Review by Seán Donnelly
Created by Anna Fitzpatrick
Alien Heart by Anna Fitzpatrick, currently featured on Tapas, is set in a distant future wherein Earth has been rendered uninhabitable, save for a fortunate few sealed inside a domed city – once an extravagant theme park – surrounded by strange monsters known as ‘angels’. One of these individuals is Ivy, who finds escape in video games wherein she can act out her heroic fantasies. Ivy is a loner, a queer girl unable to identify with her fellow inhabitants, who belittle or mistreat her for being different. However Ivy soon finds salvation in a new best friend, one who enjoys her company, but danger looms as angel attacks increase.

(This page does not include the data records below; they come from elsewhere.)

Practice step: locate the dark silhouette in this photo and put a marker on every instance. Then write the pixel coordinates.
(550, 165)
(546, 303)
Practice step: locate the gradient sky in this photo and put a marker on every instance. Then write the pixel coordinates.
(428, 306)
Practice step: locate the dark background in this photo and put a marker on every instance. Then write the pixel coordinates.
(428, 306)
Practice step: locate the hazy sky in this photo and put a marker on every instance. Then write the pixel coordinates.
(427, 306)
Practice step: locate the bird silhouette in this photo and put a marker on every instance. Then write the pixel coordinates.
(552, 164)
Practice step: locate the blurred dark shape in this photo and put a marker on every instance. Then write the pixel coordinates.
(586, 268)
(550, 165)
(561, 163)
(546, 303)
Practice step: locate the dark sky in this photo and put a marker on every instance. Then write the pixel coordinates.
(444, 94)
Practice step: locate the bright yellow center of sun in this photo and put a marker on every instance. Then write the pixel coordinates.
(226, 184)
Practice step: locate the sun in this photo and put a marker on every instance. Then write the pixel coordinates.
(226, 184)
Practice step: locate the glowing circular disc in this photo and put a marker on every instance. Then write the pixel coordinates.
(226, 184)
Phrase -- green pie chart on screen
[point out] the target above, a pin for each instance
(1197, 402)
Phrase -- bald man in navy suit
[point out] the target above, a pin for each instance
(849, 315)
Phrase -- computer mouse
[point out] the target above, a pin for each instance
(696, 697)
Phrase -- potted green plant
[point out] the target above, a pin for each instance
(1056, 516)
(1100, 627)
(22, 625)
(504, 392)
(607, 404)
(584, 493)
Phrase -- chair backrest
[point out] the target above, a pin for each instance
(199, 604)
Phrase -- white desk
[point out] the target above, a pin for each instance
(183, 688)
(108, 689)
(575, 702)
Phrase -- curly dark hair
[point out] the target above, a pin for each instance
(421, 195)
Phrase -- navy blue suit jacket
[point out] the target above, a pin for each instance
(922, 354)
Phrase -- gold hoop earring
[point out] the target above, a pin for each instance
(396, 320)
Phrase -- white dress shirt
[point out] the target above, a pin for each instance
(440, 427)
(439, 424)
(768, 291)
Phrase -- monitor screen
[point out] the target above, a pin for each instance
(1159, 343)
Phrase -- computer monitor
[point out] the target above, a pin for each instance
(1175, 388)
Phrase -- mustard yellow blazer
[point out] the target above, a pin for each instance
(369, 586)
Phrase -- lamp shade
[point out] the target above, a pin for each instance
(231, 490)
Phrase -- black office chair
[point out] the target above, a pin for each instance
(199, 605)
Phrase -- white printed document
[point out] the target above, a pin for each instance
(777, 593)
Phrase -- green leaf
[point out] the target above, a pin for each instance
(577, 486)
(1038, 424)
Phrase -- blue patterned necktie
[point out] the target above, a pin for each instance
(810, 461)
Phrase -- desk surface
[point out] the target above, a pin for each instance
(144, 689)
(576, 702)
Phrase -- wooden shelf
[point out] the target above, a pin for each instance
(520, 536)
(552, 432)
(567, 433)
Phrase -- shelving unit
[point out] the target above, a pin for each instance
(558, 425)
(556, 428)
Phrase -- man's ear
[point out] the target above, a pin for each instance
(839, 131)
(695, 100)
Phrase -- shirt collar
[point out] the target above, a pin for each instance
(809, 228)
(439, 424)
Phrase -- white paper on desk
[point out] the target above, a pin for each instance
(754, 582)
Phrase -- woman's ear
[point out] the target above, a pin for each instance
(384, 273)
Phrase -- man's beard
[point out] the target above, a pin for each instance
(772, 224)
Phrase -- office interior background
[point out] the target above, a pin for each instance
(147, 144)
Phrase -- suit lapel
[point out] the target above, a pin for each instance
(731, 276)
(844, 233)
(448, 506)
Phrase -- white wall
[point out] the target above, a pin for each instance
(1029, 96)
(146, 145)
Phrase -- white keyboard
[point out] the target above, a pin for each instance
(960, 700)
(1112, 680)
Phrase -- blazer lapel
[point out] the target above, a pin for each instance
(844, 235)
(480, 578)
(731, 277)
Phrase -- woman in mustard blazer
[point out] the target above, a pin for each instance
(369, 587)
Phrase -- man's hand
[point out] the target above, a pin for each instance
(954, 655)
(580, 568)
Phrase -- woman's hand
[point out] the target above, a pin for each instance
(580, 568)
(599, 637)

The world of Alien Heart is rendered in loving detail. The city’s amusement park aesthetic is at once beguiling yet oddly oppressive; panels devoted to it are often tall in height, making it feel monolithic, and the monochrome colour scheme only permits colour in certain spaces, such as shading and sound effects. The colours themselves are subtle yet exotic. Purples, pinks and greens dominate the page, giving it that neon tint to further sell the city’s carefree if lurid atmosphere (‘a post-apocalyptic fever dream of arcade machines, candy and grime’ as the Kickstarter description puts it), as well as heightening the various moods the characters – Ivy especially – experience. Though the story is primarily told through Ivy’s point-of-view the background never feels vacant or lacking. The comic’s sense of character is strong too. From the moment we meet her we already have a defined idea of who Ivy is, her struggles and wants in life, her likes and dislikes; the scene wherein she rambles at length to Rosa about what she likes is a particular highlight. Where writing and illustration dovetail is when the characterisation is at its strongest, such as the angel attack on the soldiers, where Ivy’s body language communicates her outrage at the creature’s treatment.
As mentioned there is currently a Kickstarter campaign for a print run of Alien Heart’s first issue, which you should definitely consider backing. The art and storytelling is consistently strong and while the comic has only recently concluded its first chapter it shows considerable promise in those first forty-four pages. This is definitely one you should look out for.